Un gruppo di parlamentari statunitensi ha di recente sollecitato un’inchiesta sugli attacchi condotti su oltre 20 imbarcazioni da settembre, ipotizzando che possano configurare crimini di guerra.
Il senatore democratico Chris Coons, intervistato martedì su MSNBC, ha accusato Trump di «trascinarci come sonnambuli verso una guerra con il Venezuela». Ha argomentato che l’obiettivo reale del presidente sia l’accesso alle risorse petrolifere e minerarie del paese sudamericano.
Il presidente venezuelano Nicolas Maduro ha rigettato le affermazioni di Trump sul presunto ruolo del suo governo nel narcotraffico, ammonendo Washington contro l’avvio di «una guerra folle».
Il Venezuela ha denunciato gli Stati Uniti per pirateria di Stato dopo che la Guardia costiera americana, coadiuvata da altre forze federali, ha abbordato e sequestrato una petroliera sanzionata nel Mar dei Caraibi.
Caracas ha reagito con durezza, definendo l’intervento «un furto manifesto e un atto di pirateria internazionale» finalizzato a sottrarre le risorse energetiche del Paese.
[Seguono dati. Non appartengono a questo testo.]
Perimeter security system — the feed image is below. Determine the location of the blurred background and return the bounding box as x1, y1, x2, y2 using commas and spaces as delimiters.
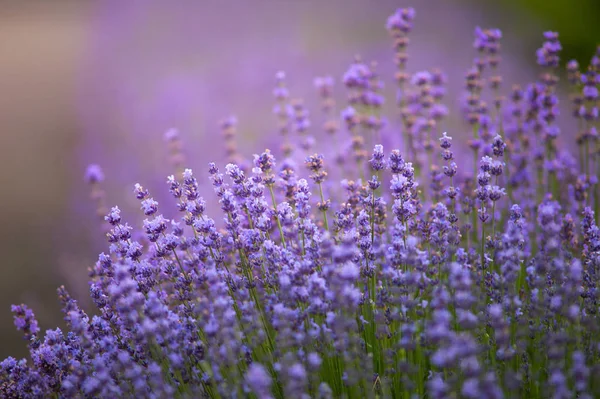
0, 0, 600, 358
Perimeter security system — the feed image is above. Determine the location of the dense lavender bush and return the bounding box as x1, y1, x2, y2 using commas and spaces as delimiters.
0, 9, 600, 398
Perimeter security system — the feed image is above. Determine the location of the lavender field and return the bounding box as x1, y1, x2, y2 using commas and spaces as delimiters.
0, 3, 600, 399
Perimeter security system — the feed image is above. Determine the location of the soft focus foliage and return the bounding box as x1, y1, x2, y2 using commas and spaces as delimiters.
0, 5, 600, 398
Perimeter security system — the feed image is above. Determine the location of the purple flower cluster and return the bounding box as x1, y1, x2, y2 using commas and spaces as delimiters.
0, 9, 600, 399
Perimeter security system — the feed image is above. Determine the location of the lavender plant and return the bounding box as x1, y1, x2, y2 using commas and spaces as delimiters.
0, 9, 600, 399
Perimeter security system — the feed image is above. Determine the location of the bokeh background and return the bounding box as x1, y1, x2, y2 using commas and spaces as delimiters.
0, 0, 600, 358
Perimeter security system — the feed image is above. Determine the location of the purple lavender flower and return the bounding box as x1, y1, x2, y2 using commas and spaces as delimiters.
0, 8, 600, 398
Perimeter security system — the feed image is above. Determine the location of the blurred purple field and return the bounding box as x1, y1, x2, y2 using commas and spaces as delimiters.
0, 0, 569, 357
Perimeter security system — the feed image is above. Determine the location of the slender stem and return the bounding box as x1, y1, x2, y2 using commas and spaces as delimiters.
268, 184, 287, 249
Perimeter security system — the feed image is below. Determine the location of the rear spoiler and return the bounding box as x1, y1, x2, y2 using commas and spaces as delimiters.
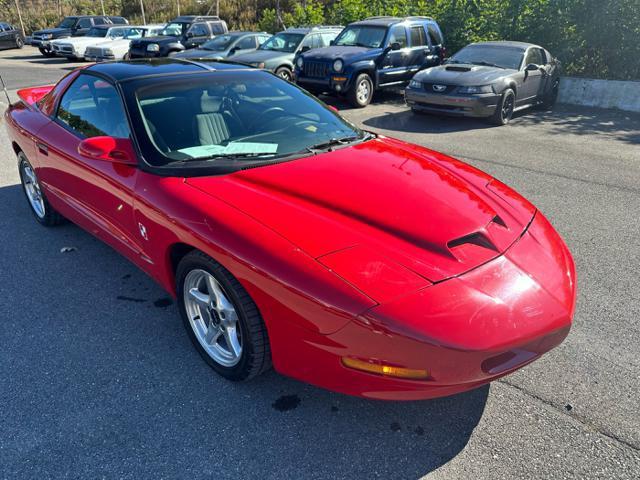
18, 85, 55, 105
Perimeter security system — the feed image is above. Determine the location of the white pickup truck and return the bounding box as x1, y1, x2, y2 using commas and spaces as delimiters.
84, 25, 164, 62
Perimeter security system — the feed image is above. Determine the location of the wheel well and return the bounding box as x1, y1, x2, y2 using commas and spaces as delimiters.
11, 142, 22, 155
169, 243, 196, 278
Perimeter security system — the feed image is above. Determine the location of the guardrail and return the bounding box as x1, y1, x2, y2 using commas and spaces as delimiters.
558, 77, 640, 112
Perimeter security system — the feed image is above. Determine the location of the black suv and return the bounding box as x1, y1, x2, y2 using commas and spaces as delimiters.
129, 15, 229, 58
0, 22, 24, 48
295, 17, 446, 107
31, 15, 129, 57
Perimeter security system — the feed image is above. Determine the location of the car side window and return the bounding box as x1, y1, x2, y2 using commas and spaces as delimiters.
189, 23, 209, 37
389, 25, 407, 48
236, 36, 256, 50
411, 25, 429, 47
300, 35, 315, 48
524, 48, 544, 66
427, 25, 442, 45
78, 18, 91, 28
56, 75, 130, 138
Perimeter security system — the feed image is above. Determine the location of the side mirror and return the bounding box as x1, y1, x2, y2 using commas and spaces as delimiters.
78, 137, 138, 165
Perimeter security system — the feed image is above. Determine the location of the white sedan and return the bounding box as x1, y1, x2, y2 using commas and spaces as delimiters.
51, 25, 131, 60
84, 25, 164, 62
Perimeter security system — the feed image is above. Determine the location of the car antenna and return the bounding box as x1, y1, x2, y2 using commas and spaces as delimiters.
0, 75, 11, 106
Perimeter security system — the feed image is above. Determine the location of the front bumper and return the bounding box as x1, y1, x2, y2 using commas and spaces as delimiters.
270, 213, 576, 400
404, 88, 500, 117
296, 71, 351, 94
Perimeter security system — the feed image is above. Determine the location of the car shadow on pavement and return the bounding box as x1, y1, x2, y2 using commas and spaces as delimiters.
0, 185, 489, 478
514, 105, 640, 144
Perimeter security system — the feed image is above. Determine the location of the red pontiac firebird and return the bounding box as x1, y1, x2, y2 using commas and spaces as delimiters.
6, 59, 576, 400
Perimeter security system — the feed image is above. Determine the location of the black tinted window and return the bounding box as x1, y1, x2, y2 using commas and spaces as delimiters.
57, 75, 129, 138
78, 18, 91, 28
389, 25, 407, 48
427, 25, 442, 45
189, 23, 209, 37
411, 25, 429, 47
524, 48, 545, 65
236, 36, 256, 50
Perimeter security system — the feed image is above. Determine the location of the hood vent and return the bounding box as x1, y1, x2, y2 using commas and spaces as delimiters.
445, 67, 471, 72
447, 232, 499, 252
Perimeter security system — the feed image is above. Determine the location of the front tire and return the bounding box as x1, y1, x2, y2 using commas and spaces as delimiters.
489, 88, 516, 126
38, 47, 56, 58
347, 73, 373, 108
18, 152, 64, 227
176, 250, 271, 381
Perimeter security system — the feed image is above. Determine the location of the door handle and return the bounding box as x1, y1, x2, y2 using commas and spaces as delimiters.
36, 142, 49, 155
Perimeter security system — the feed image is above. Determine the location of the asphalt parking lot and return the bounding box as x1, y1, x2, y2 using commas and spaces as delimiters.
0, 48, 640, 479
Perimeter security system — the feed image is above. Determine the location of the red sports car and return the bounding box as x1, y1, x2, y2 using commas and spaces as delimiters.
6, 59, 576, 400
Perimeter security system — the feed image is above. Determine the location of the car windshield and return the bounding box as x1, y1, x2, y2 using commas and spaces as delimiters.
123, 27, 143, 40
58, 17, 77, 28
334, 25, 387, 48
109, 27, 129, 38
125, 70, 367, 169
86, 27, 108, 37
260, 32, 304, 53
160, 22, 186, 37
447, 45, 524, 70
200, 35, 237, 52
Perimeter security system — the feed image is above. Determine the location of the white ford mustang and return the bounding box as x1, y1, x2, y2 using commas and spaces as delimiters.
84, 25, 164, 62
51, 25, 136, 60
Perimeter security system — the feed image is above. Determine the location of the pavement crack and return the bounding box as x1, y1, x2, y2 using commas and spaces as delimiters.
497, 378, 640, 452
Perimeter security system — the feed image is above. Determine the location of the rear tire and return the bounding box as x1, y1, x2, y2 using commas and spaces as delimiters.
347, 73, 373, 108
18, 152, 64, 227
489, 88, 516, 126
176, 250, 271, 381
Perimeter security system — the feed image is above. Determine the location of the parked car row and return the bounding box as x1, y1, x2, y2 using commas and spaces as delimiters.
10, 15, 560, 125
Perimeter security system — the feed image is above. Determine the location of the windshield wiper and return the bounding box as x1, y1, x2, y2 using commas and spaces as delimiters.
471, 62, 505, 69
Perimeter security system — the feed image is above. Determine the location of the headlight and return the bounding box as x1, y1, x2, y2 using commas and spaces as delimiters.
458, 85, 493, 95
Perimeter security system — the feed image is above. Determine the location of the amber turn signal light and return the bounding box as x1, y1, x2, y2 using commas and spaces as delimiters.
342, 357, 429, 380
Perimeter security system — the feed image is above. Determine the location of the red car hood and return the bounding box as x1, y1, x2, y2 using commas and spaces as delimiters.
187, 138, 535, 284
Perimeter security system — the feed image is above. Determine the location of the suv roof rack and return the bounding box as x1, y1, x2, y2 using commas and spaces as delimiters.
365, 15, 433, 21
171, 15, 220, 22
287, 25, 344, 30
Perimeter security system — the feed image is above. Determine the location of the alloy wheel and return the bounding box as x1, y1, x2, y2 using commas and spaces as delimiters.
21, 162, 46, 219
183, 269, 242, 367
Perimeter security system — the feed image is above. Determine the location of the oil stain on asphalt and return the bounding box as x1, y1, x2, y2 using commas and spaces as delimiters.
271, 395, 300, 412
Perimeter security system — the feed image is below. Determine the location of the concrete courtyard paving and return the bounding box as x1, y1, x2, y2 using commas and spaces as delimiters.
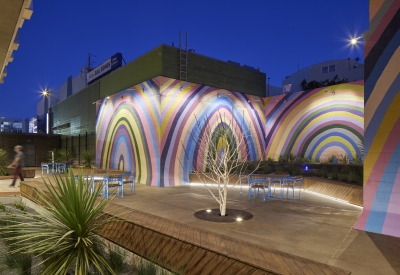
0, 170, 400, 275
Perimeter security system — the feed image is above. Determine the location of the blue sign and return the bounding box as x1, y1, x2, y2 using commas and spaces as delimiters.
86, 53, 122, 84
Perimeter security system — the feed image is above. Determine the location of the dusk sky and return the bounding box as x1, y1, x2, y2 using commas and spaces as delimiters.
0, 0, 369, 119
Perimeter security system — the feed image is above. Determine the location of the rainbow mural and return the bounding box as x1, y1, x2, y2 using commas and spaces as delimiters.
159, 77, 265, 186
265, 81, 364, 164
356, 0, 400, 237
96, 76, 363, 190
96, 80, 161, 186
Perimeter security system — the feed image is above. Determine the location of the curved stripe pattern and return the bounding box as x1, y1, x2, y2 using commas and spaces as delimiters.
355, 0, 400, 237
160, 78, 265, 186
96, 81, 160, 186
265, 81, 364, 161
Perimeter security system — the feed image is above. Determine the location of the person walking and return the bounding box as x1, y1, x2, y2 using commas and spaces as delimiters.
7, 145, 24, 187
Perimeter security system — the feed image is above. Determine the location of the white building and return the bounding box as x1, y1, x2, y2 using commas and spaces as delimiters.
282, 58, 364, 93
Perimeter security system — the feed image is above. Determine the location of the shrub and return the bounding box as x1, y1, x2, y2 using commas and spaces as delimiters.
278, 156, 286, 162
339, 174, 347, 181
263, 165, 273, 174
327, 155, 336, 163
0, 149, 8, 176
14, 201, 26, 212
339, 154, 349, 164
289, 153, 296, 162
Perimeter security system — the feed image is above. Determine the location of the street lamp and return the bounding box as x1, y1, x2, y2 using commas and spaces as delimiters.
350, 34, 364, 46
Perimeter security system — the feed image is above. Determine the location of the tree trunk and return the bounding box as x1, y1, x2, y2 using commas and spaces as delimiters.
220, 184, 228, 216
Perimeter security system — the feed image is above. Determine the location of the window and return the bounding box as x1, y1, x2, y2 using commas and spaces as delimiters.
321, 65, 336, 74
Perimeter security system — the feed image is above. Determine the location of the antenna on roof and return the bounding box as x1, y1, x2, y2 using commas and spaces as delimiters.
88, 53, 97, 71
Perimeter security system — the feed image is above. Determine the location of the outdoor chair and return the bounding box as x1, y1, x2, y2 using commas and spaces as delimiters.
121, 172, 136, 193
40, 162, 49, 175
248, 176, 270, 201
104, 174, 124, 198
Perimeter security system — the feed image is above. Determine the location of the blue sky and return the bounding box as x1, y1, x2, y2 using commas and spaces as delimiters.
0, 0, 369, 119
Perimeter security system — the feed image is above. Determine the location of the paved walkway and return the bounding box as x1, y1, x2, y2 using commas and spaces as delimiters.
0, 171, 400, 275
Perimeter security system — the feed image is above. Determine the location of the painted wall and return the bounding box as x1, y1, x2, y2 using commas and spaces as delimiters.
96, 77, 363, 189
356, 0, 400, 237
265, 81, 364, 164
96, 77, 265, 186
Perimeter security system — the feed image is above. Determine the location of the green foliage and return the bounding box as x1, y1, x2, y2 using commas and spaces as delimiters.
263, 165, 273, 174
0, 170, 119, 275
0, 148, 8, 176
278, 156, 286, 162
14, 201, 26, 212
81, 150, 96, 168
135, 259, 158, 275
339, 154, 349, 164
352, 154, 361, 164
327, 155, 336, 163
339, 174, 347, 181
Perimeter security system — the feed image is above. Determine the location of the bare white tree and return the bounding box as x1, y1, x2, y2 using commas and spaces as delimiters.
179, 113, 264, 216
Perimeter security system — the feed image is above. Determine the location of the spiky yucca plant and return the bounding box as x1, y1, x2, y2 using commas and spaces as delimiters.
0, 149, 8, 176
0, 170, 115, 275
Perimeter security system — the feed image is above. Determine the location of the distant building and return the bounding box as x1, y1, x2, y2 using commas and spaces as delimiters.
59, 66, 88, 101
36, 90, 60, 134
0, 117, 27, 133
282, 58, 364, 93
0, 0, 33, 84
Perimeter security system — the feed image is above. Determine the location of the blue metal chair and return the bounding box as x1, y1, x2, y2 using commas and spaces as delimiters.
121, 172, 136, 193
104, 175, 124, 198
40, 162, 49, 175
248, 176, 271, 201
56, 163, 67, 174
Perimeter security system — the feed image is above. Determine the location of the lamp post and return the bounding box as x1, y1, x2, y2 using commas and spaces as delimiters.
42, 89, 52, 134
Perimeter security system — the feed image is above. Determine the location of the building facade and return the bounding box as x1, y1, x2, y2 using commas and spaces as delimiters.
282, 58, 364, 93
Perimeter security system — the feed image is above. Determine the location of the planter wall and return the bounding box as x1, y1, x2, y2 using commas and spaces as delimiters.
303, 177, 363, 206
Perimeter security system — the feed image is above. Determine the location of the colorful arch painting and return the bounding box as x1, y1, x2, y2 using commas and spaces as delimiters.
96, 81, 160, 186
160, 78, 265, 186
265, 81, 364, 164
356, 0, 400, 237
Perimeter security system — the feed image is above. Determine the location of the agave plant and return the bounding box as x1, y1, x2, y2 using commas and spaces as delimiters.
0, 170, 115, 275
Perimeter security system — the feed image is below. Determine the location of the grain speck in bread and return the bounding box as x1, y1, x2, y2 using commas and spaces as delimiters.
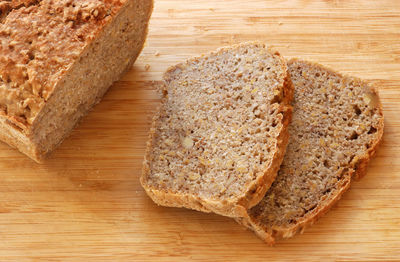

«L’obiettivo di Washington è sempre stato quello di mettere le mani sul nostro petrolio, nell’ambito di un piano deliberato di saccheggio delle nostre ricchezze», ha dichiarato il ministro degli Esteri Yvan Gil.
Il governo venezuelano ha condannato gli «arroganti abusi imperiali» degli Stati Uniti e ha giurato di difendere «con assoluta determinazione la sovranità, le risorse naturali e la dignità nazionale».
Da anni Caracas considera le sanzioni americane illegittime e contrarie al diritto internazionale. Il presidente Nicolas Maduro le ha definite parte del tentativo di Donald Trump di rovesciarlo e ha respinto come infondate le accuse di legami con i narcos, avvertendo che qualsiasi escalation militare condurrebbe a «una guerra folle».